Keeping up with China

This month’s IET Engineering & Technology magazine focuses on China. Two particular articles worth reading are The Next Science Superpower? and Space: The Chinese Way.

The opening paragraph of the second article is the most striking:

China made its first manned spaceflight 40 years after America and the Soviet Union, but that doesn’t mean it is 40 years behind them in space technology.

This principle applies more generally to science and technology in China and it’s development too. The Industrial Revolution may have taken us some time, but today’s developing countries will not take that long and will catch up with us very fast.

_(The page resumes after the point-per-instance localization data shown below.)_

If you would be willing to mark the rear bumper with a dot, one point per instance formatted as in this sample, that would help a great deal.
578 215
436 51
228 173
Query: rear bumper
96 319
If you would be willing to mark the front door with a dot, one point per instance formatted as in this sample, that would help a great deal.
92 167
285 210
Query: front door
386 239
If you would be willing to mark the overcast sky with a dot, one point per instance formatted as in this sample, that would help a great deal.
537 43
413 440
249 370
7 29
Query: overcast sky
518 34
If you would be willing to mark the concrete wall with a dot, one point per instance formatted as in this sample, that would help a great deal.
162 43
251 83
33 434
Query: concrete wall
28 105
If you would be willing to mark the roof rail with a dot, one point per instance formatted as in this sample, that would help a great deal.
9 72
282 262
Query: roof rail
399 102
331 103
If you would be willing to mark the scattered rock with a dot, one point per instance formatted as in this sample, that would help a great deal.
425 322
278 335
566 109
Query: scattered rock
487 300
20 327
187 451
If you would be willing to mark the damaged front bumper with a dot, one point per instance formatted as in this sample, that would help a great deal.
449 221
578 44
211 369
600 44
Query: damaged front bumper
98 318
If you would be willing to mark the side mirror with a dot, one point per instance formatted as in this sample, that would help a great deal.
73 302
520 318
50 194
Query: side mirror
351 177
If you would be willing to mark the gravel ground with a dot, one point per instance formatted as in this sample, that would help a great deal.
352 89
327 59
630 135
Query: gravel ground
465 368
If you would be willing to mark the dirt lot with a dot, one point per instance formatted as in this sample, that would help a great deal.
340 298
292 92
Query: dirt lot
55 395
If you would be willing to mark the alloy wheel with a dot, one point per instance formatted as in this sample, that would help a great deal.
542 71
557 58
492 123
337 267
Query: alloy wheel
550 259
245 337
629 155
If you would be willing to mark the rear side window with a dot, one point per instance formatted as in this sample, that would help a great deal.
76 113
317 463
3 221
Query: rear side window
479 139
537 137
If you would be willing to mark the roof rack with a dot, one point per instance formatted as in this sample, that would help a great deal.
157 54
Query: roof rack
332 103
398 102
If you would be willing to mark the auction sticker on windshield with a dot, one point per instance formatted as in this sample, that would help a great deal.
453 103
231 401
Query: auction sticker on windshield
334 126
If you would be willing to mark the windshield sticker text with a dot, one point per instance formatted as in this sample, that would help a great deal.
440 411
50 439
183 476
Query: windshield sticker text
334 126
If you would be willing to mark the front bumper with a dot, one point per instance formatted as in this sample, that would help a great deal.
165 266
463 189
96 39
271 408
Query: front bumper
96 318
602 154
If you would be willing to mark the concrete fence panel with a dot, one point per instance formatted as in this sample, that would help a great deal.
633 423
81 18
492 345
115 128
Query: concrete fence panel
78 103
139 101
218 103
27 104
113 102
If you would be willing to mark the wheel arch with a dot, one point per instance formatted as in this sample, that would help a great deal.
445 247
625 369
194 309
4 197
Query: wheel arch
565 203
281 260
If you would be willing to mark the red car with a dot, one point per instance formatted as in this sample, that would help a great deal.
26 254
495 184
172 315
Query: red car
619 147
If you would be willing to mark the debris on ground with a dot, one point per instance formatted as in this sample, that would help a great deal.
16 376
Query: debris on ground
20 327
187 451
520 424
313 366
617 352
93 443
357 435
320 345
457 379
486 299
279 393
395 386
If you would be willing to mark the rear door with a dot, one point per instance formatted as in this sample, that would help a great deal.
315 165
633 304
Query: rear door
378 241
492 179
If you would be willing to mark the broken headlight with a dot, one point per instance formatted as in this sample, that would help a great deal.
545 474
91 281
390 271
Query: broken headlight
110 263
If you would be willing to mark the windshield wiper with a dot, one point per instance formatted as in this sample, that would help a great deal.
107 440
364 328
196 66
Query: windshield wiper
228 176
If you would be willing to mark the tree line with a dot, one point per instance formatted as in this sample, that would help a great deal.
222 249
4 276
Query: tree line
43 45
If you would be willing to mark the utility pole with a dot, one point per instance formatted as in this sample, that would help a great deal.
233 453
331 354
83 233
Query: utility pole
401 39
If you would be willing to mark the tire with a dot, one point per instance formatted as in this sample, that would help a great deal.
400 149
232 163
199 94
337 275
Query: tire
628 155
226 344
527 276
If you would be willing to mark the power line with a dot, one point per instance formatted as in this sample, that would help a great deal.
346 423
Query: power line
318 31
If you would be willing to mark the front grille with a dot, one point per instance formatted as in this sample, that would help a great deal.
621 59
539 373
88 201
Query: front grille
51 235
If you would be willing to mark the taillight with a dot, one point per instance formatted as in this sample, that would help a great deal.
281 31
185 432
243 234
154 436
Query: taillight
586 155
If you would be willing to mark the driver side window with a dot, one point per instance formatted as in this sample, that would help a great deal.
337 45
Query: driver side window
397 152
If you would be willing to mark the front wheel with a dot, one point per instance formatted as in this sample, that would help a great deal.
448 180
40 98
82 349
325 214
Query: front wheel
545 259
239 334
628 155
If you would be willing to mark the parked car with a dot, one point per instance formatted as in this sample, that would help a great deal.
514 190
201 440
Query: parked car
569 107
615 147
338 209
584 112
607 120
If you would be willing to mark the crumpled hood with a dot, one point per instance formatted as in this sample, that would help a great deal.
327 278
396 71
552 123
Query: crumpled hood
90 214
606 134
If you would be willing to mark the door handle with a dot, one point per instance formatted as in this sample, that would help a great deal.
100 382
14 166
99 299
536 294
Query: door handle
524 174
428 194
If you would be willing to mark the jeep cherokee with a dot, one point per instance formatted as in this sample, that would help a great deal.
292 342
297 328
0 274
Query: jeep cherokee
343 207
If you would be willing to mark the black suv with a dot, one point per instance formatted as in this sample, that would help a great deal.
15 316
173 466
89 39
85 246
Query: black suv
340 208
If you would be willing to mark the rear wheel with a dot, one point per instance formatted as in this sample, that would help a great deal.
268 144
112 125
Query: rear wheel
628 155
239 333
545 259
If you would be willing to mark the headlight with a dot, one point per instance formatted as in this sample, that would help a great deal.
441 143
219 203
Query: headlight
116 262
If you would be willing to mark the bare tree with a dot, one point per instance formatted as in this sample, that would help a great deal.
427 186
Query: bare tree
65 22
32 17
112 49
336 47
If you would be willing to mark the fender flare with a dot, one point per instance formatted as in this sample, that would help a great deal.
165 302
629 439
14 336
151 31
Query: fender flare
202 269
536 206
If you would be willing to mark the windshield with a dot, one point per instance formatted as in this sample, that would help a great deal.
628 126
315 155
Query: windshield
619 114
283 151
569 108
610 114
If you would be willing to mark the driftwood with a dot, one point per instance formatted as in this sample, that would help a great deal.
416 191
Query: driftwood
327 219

What happens when they actually overtake us?

Politicians from across the political spectrum have spoken of the need to meet the challenges of globalisation. Yet I think none have really addressed this challenge head-on. The march of progress in developing countries means, inevitably, that our wealth (in relative terms) is diminishing. Could that, at some point, result in a reduction in absolute wealth, and in our standards of living? What happens to the UK when a consumer boom built on cheap imports, rather than any real industry comes to an end because we can’t afford “luxury” Chinese exports?

I often looked at the Make Poverty History campaigners and wondered whether they realised that for the starving in Africa to get a fairer share of economic wealth, we would have to give up ours. Were all the protestors really so magnanimous as to want to give up some of their standard of living in order to raise that of others?

I think there are some hard choices ahead of us about how we remain competitive as an economy as well as what standards of living (absolute and relative) we are prepared to accept and aspire towards, for ourselves and others.